Nikkei slips as nuclear and supply concerns sour mood
The Nikkei average fell on Monday after weekend reports of soaring radiation levels at a damaged nuclear plant, adding to investors' worries over disrupted supply chains and power cuts already biting into corporate earnings after Japan's earthquake and tsunami.
The Nikkei found support near the bottom of a narrow 200-point range in which it hovered last week, helped by ex-dividend date buying and bargain-hunting by foreigners and short-term investors.
Domestic players kept off-loading holdings in Tokyo stocks or have already closed positions ahead of the end of the fiscal year on March 31, putting the market under more selling pressure.
Japanese shares have lost 8 percent since the earthquake, tsunami and threat of a nuclear disaster triggered the biggest two-day rout on the market since 1987. In comparison, MSCI's index of Asian shares outside Japan <.MIAPJ0000PUS> has fallen 2.5 percent since the quake.
There's still room to rise as foreign buying on dips is likely to continue, although trading may be directionless before the end of the fiscal year, said Hajime Nakajima, a wholesale trader at Cosmo Securities.
By midafternoon the benchmark Nikkei <.N225> had lost 1.1 percent or 108.79 points to 9,427.34. The broader Topix <.TOPX> shed 0.5 percent to 852.74.
Underscoring worries that Japan is in for a long fight to contain the radiation threat from the stricken Fukushima nuclear plant on its northeast coast, readings on Sunday showed contamination 100,000 times normal in water at the plant's reactor No. 2 and 1,850 times normal in seawater nearby.
Although investors are alert to news flows related to changes in companies' full-year forecasts and dividend payouts, the fundamental mood should not be that bad thanks to foreign buying, said Yumi Nishimura, a senior market analyst at Daiwa Securities Capital Markets.
Before the market opened on Monday, foreigners were seen placing orders to buy a net 14.9 million shares, the ninth consecutive day of pre-market block buying.
Overseas investors bought a net 891 billion yen ($11 billion) of Japanese stocks in the week following the quake, the highest since records began in 2005.
Tokyo Gas <9531.T> gained 3.9 percent to 378 yen after the company hiked its net profit forecast for this business year to 98 billion yen from 71 billion yen on a jump in demand from factories in January and February and an increase in gas use by households due to a cold winter.

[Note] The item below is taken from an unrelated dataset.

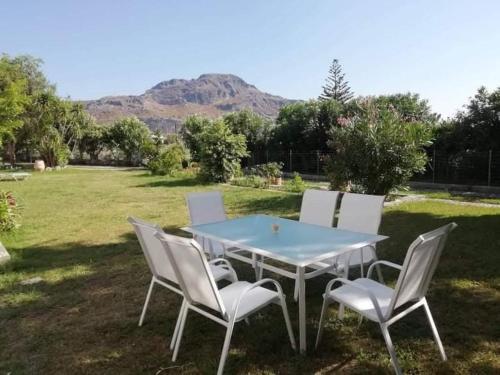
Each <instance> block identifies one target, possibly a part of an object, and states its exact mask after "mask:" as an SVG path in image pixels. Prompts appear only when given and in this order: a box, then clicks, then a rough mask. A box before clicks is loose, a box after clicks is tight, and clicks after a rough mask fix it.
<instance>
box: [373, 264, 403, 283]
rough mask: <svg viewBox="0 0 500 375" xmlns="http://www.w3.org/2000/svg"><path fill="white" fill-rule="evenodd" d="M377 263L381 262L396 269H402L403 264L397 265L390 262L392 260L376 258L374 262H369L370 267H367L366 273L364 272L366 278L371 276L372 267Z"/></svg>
mask: <svg viewBox="0 0 500 375" xmlns="http://www.w3.org/2000/svg"><path fill="white" fill-rule="evenodd" d="M377 264H382V265H384V266H388V267H392V268H396V269H398V270H400V271H401V270H402V269H403V266H401V265H399V264H396V263H392V262H389V261H387V260H377V261H376V262H373V263H372V264H370V267H369V268H368V273H367V274H366V277H367V278H368V279H370V278H371V276H372V273H373V267H374V266H376V265H377Z"/></svg>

'MARKETS HATE UNCERTAINTY'
Worries over disrupted supply chains of automakers and DRAM chipmakers further soured the mood, with Deutsche Securities slashing its forecasts for major Japanese carmakers assuming a prolonged production suspension after the quake.
Automakers have unperformed the fall in the Nikkei in the two weeks following the quake, with Toyota Motor Corp <7203.T> down 10 percent and Honda Motor <7267.T> 11 percent lower.
Markets hate uncertainty. Two weeks on, most assembly factories remain shut, and it's become increasingly apparent that the industry will take a long but as yet undefined period to get back on its feet due to supply chain disruption, Clive Wiggins, an analyst at Macquarie Securities, said in a note to clients.
This open-endedness has fueled fears for the worst, resulting in valuation compression.
Bucking the market's negative mood, JFE Holdings Inc <5411.T> climbed 1.3 percent to 2,393 yen after the Nikkei business daily reported that its unit JFE Steel Corp will boost output of materials for temporary housing by about 70 percent by extending operating hours at a Kobe facility that makes lightweight steel H-beams.